JUSTICE KAGAN: Starting with Justice O’Connor and continuing with Justice Kennedy, there has been a person who, er, found the center, who people couldn’t predict in that sort of way. … It’s not so clear that, you know, I think going forward, that sort of middle position — you know, it’s not so clear whether we’ll have it.

Let’s answer Bolduan’s question first. It’s clear as day what Kagan is doing — she’s playing politics while the Senate debates Anthony Kennedy’s successor. Kagan is lamenting Brett Kavanaugh’s nomination while assuming that he won’t bring an independent mind to the court. That’s precisely the kind of politics that Senate Democrats harrumphed about all week after last Thursday’s public hearing. In fact, it’s worse — it looks very much like Kagan’s trying to get the Senate to reject the nomination, which amounts to interference with the prerogatives of the other two branches and calls into question Kagan’s judicial temperament.

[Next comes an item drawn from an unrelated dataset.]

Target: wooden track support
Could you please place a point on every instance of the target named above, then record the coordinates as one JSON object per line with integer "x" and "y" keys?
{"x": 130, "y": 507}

And on that note, it’s rather revealing in this clip that Kagan never considers herself for the role of the unpredictable jurist — or Sonia Sotomayor, who’s sitting next to her and never bothers to interject either. Kagan’s argument is that it should always be conservative jurists who go towards Kagan’s wing of the court, and not the other direction. Why should that be the case? Why shouldn’t Kagan take her own advice?

It’s also amusing that Kagan almost explicitly assigns herself and the other three liberal justices to the roles of predictable jurist in this statement. It’s undeniably true, but one would expect a Supreme Court justice to at least argue that she’s independent. Give Kagan one cheer for honesty, I guess, and a half-cheer to Sotomayor for not objecting to it.

Anyway, the middle of the court still exists. Chief Justice John Roberts has filled that spot on occasion, and it’s likely that Kavanaugh himself might do so a time or two as well. However, the center of the court has undeniably moved to the right, which is what Kagan’s real objection is. The fact that she’s airing that objection while the Senate is still voting on Kavanaugh’s nomination exposes Kagan as a political hack.

So which Senate Democrat quotes this tomorrow during the floor debate, while at the same time excoriating Kavanaugh for partisanship? I’m putting money on Dianne Feinstein to hit it first, but Chuck Schumer will certainly play cleanup.